C'est le berceau du bio ! Avec les fruits et légumes, la crémerie fait partie des secteurs pionniers dans ce domaine. Une poignée d'acteurs comme Vrai ou Lactel, mais aussi et surtout les marques de distributeurs se sont orientés dès le milieu des années 90 sur ce label AB. Le vrai décollage reste malgré tout récent. « Le marché du bio a connu un très bon démarrage ces années-là, avant de subir un creux dans les années 2000, puis à nouveau un boum à partir du Grenelle de l'environnement », rappelle Gwenaelle Le Garrec, directeur marketing de Vrai, leader aujourd'hui, aux côtés des MDD, avec 38% de part de marché en valeur.

 

Un bond de 62% en 2009 pour le fromage bio

 

Ultradominé, effectivement, par les marques de distributeurs, ce marché a véritablement explosé en 2009. En témoignent les progressions à deux chiffres enregistrées par tous les segments de la crémerie. Le fromage bio affiche ainsi une hausse de 62% en 2009, l'ultrafrais bio de près de 24%, le beurre bio d'environ 21% et les oeufs bio de 17,5% « C'est avec le plein air (+ 10,4%) et le label Rouge (+ 9%), le segment qui augmente le plus, alors que le standard, lui, n'est qu'en croissance de 2% », rappelle Amandine Escaravage, responsable marketing de Matines.

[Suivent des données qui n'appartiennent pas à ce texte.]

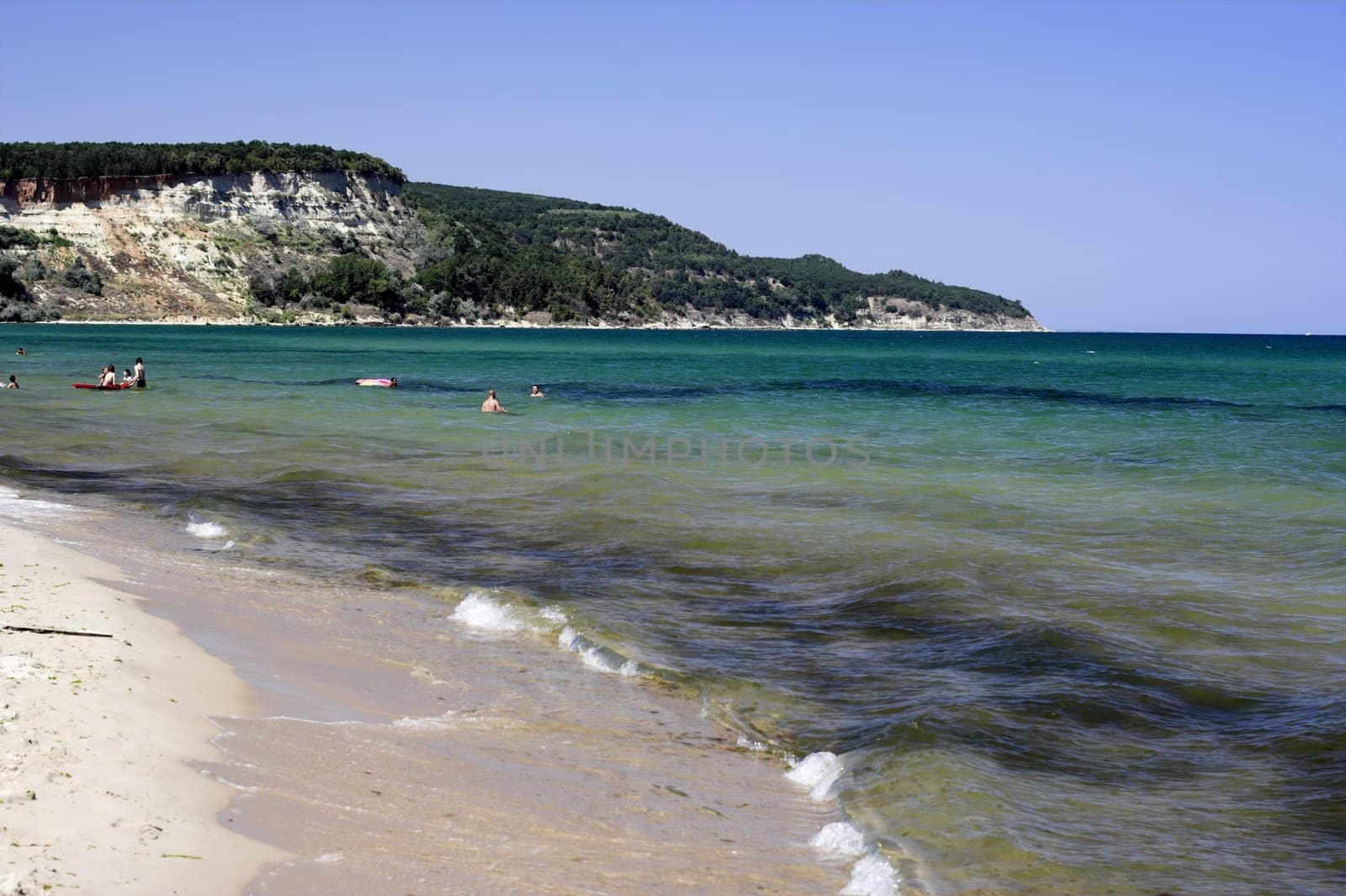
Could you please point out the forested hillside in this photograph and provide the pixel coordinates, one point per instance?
(148, 159)
(668, 265)
(342, 235)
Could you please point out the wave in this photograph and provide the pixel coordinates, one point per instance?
(202, 528)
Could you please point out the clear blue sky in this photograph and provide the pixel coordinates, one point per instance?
(1116, 166)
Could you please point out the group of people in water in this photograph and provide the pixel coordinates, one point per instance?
(13, 381)
(108, 379)
(493, 406)
(136, 377)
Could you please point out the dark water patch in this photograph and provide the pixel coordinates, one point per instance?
(656, 393)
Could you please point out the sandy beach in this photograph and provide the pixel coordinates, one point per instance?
(96, 736)
(311, 752)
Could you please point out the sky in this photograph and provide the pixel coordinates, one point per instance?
(1115, 166)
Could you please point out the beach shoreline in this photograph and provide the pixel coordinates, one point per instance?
(96, 738)
(478, 758)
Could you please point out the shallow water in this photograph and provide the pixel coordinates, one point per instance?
(1070, 607)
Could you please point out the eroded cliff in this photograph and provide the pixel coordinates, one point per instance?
(185, 248)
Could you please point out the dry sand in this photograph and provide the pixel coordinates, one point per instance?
(96, 736)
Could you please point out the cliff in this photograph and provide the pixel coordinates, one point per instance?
(343, 247)
(183, 248)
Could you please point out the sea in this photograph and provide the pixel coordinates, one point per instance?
(1043, 612)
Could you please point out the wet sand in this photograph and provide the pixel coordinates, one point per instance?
(96, 738)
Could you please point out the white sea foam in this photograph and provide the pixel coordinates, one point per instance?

Des performances incontestables à relativiser, toutefois, au regard des volumes encore marginaux. « Avec une part de marché comprise entre 1 et 2%, le bio reste un marché de niche pour la crémerie mais il est en train de se démocratiser à vitesse grand V », estime Brieg Olivier, directeur marketing du groupe Senoble, principal fournisseur des MDD.

Déjà fort en 2009, l'essor du bio dans la consommation en général et dans la crémerie en particulier devrait s'accélérer encore en 2010. D'abord et avant tout parce que les consommateurs en sont de plus en plus friands. Selon Kantar World Panel, 18% des foyers français ont acheté un produit bio en ultrafrais en 2009, soit 700 000 de plus qu'en 2008. Ils seront sans doute au moins autant cette année. Mais aussi - c'est le deuxième moteur - car la diversification de l'offre, portée en partie par l'arrivée de poids lourds du secteur, devrait permettre de nourrir cet appétit croissant des Français.

 

Des nouveaux venus

 

Les raisons du succès

La part de la crémerie dans le bio. 74 % des foyers français sont acheteurs de bio sur l'ensemble des produits laitiers.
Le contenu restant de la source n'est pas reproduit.